Formal Invites To Formal Parties
Throwing a neighborhood barbeque or pool party does not require a formal invitation. Certain situations, however, do. Events that might call for a formal invitation letter include:
- Wedding celebrations
- Fundraising dinners and dances
- Christening or baptism celebrations
- Awards ceremonies
- Bar or bat mitzvah parties
- Corporate dinners, balls or events
- Elegant holiday dinner parties
Almost any event that could be considered "black tie" can merit a formal invitation. Even a teenage boy looking for a creative way to ask a girl to prom can use a formal invitation to get her attention.
Two types of structures can be used when it comes to writing formal invitation letters. The first structure is the most commonly used, and looks similar to most formal wedding invitations. Every line is centered, with script lettering and proper prose. This type of formal invitation is perfect for almost any hosted party or event.
The second is structured similar to the block-style professional letter often used in business correspondence. This type often is sent when a more detailed explanation of the party or event is needed, as it allows more room for details. It is generally used in work situations for corporate fairs, conferences or meetings and not for galas, holiday parties or celebrations.
Writing Formal Invitation Letter: Layout and Wording
For formal celebrations, it is important to understand what is required for the invitation. Before putting pen to paper, know exactly how the invite should appear.
Use invitation paper that is white or ivory in a heavy stock, sized to approximately five by seven inches. One-inch margins should be left around the centered writing. Text should be in black ink, either handwritten calligraphy or a computer-printed script that is easy to read. Envelopes should be lettered in the same font or handwriting to keep the look consistent.
The wording used is often respectful in tone and frequently uses third person voice, especially when referring to the host(s). Contractions, abbreviations and nicknames should not be used. Be sure to include all of the pertinent information, such as:
- Host and hostess
- Reason for the event
- Dinner or event time
- Party date
- Party address
- Enclosures (such as a reply card)
Dates and times should be spelled out instead of using numbers. For example, "Friday, March 15th at 9:00 p.m." should be written, "Friday, the fifteenth of March, at nine o'clock in the evening."
Any enclosure listings and additional information should not be centered, but instead, written in the bottom corners. A fundraising charity ball might need to list "Black tie" in the lower right hand corner and "R.S.V.P. card enclosed" in the lower left. Some etiquette guides call for all additional information to be listed together in the lower right hand corner, which is also acceptable.

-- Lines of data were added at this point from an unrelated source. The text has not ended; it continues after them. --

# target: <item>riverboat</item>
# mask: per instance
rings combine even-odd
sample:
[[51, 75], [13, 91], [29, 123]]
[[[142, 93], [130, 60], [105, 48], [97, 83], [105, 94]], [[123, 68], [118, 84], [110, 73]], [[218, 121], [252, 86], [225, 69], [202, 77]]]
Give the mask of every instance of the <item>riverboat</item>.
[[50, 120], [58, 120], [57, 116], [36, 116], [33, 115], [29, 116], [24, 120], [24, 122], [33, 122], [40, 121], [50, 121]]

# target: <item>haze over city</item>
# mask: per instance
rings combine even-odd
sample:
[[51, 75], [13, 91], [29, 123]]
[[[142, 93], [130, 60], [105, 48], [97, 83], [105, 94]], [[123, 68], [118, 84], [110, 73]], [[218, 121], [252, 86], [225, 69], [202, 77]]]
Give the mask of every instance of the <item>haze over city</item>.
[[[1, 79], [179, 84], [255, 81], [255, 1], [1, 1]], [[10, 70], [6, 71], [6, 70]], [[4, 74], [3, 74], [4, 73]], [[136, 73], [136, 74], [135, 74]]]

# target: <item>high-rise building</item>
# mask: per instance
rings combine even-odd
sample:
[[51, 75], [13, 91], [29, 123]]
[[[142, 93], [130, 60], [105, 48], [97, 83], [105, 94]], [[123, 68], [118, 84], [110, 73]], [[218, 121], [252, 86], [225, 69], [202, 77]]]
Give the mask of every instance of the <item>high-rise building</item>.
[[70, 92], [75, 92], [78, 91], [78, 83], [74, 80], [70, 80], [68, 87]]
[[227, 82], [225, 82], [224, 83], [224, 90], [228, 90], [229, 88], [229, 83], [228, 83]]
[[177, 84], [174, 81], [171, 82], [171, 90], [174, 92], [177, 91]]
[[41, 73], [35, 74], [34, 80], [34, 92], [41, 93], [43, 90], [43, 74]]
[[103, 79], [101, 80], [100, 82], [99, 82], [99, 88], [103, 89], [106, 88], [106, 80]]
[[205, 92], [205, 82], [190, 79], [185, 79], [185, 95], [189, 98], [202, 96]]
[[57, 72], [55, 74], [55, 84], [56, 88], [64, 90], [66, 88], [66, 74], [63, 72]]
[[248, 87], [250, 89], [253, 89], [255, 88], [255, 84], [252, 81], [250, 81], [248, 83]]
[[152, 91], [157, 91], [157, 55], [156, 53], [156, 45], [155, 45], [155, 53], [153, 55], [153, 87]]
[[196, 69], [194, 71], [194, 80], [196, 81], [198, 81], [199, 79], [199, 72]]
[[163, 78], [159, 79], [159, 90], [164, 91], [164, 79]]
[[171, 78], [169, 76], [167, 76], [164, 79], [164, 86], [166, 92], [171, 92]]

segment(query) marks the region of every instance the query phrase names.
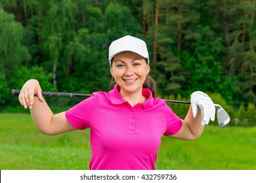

Formal Invitation Examples
It can be hard to compose a formal invitation without seeing another written. It is possible to find help from software like WriteExpress, but often, just a few examples can help clear up any confusion about writing a formal invitation letter. LoveToKnow has created several templates that can be used by readers for their formal invitation needs.
Volunteer Awards Invite
Holiday Cocktail Party
Writing letters seems to be a thing of the past as the twenty-first century pushes forward. Rise to the occasion by composing an invitation letter to your next formal event. Reply to any formal invitations received by sending a handwritten acceptance or regret letter.